A bigger window only increases the capacity, but the model can still “forget” information buried in the middle or fail to use the full window effectively. Effective context utilization is a research challenge, not a solved problem.

Estimating Token Counts​

While you should always use a precise tokenizer (like tiktoken for OpenAI models or the SentencePiece model file for Llama), here are rough heuristics:

Content TypeApproximate Tokens
1 English word (common)0.75–1.3 tokens
1 Chinese character1.5–3 tokens
1 line of Python code5–15 tokens
1 paragraph (150 words)180–250 tokens
1 blog article (1000 words)1300–1500 tokens
1 documentation page3000–6000 tokens
1 average PDF page500–1000 tokens (text only)
1 JSON object (small)20–80 tokens

A reliable rule of thumb: For English, 1 token ≈ 0.75 words, or 750 words ≈ 1000 tokens. For code, it’s highly variable; indentation and syntax add many tokens.

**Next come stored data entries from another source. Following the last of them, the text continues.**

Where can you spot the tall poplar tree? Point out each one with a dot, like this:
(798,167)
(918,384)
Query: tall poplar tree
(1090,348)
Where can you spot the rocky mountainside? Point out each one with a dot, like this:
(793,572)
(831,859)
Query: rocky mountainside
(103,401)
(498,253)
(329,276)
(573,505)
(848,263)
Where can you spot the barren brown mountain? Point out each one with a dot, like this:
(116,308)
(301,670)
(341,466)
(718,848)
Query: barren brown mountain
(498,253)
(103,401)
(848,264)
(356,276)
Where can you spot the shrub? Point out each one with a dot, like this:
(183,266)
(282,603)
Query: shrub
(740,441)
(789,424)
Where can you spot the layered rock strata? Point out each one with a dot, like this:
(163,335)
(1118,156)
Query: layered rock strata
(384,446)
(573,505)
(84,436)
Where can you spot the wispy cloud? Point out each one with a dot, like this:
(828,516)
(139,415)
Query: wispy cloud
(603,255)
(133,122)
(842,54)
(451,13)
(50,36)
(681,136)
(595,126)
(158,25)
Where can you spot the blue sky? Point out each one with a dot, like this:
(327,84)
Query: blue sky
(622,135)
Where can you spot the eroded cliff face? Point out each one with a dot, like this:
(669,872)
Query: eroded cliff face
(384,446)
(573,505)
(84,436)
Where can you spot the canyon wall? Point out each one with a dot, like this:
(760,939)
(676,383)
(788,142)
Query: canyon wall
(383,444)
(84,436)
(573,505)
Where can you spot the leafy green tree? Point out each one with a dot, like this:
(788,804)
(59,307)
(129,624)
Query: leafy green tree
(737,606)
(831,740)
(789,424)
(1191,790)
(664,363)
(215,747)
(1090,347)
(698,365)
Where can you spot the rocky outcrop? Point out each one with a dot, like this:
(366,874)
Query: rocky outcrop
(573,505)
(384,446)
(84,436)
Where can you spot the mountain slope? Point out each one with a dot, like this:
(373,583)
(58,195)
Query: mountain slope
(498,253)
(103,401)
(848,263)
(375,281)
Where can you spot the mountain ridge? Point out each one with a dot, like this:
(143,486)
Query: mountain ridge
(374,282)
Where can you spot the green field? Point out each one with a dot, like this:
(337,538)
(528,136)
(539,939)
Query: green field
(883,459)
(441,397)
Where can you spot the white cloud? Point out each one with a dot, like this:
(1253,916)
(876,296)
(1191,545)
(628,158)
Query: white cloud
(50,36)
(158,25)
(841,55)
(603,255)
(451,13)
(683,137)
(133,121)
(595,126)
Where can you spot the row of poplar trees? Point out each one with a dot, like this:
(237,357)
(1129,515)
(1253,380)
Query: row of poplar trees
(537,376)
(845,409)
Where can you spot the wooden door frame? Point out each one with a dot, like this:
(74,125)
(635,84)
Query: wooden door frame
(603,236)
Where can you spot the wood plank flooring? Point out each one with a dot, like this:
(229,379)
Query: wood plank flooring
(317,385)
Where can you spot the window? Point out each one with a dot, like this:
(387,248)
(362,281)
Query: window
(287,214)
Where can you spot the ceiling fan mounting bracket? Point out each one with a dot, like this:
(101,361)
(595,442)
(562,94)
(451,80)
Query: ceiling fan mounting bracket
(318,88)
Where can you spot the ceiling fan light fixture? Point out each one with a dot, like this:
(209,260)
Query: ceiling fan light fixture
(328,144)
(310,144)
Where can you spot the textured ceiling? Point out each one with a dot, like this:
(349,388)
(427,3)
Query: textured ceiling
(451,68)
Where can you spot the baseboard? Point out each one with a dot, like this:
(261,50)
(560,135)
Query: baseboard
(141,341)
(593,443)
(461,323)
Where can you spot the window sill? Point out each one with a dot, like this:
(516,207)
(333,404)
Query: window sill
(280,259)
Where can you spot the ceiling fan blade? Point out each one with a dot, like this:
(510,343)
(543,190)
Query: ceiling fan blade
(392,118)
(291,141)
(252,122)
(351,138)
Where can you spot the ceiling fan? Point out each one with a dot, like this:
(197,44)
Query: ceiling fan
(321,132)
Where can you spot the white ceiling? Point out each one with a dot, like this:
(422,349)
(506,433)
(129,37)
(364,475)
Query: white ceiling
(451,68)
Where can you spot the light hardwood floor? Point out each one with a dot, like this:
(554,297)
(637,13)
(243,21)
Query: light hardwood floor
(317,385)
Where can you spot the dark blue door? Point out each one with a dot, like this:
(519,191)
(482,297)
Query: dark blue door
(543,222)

How Developers Optimize Token Usage​

Production systems actively manage tokens to stay within limits and reduce cost:

  • Prompt Compression: Use summarization models or heuristic trimming to shorten long instructions while preserving intent.
  • Context Management: Implement sliding windows, conversation summarization, or periodic state resets so that only the most relevant history remains.
  • Chunking: In RAG, split documents into overlapping chunks of ~500 tokens, rank them, and insert only the top‑k into the prompt.
  • Summarization: Ask the model itself to compress a long document before embedding, reducing token count.
  • RAG Retrieval Optimization: Use better embeddings or hybrid search to retrieve fewer, more relevant chunks, minimizing wasted tokens.
  • Output Limit Control: Set max_tokens and stop sequences appropriately to avoid verbose, costly generations.
  • Token‑aware Prompt Design: Experiment with instruction phrasing that yields concise answers, and prune excessive few‑shot examples.

These techniques shift token usage from a black‑box budget to a controllable dial.

Relationship to Other LLM Concepts​

Tokens are the thread that ties the entire LLM stack together:

  • Tokenization: Defines how text becomes tokens.
  • Embeddings: Tokens IDs are mapped to vectors.
  • Transformer: Processes sequences of token embeddings.
  • Context Window: Measured in tokens, bounding capacity.
  • Inference: Generates output tokens one by one.
  • RAG: Carefully manages token budget for retrieved documents.
  • Prompt Engineering: Shapes the token sequence to elicit desired behavior.

Grasping tokens means you understand the unit of currency in the LLM economy—and you’re ready to design systems that handle them with precision.

Key Takeaways​

  • Tokens are the fundamental processing units of LLMs, not words or characters. They can be whole words, subword pieces, or individual characters.
  • Tokenization is the critical first step that converts text into token IDs; the choice of tokenizer impacts multilingual performance, cost, and accuracy.
  • Context windows are measured in tokens—every prompt, history, and generated word consumes a limited budget that must be managed.
  • AI pricing revolves around tokens; optimizing token count has a direct, measurable impact on your operational costs.
  • Token count estimation is essential for engineering AI applications. Use model‑specific tokenizers and build token‑aware pipelines.
  • Developer techniques like prompt compression, chunking, and context summarization keep applications within token budgets without sacrificing quality.
  • Tokens connect every LLM component—from embeddings and attention to inference and RAG. Mastering tokens is one of the first steps to building production‑grade AI systems.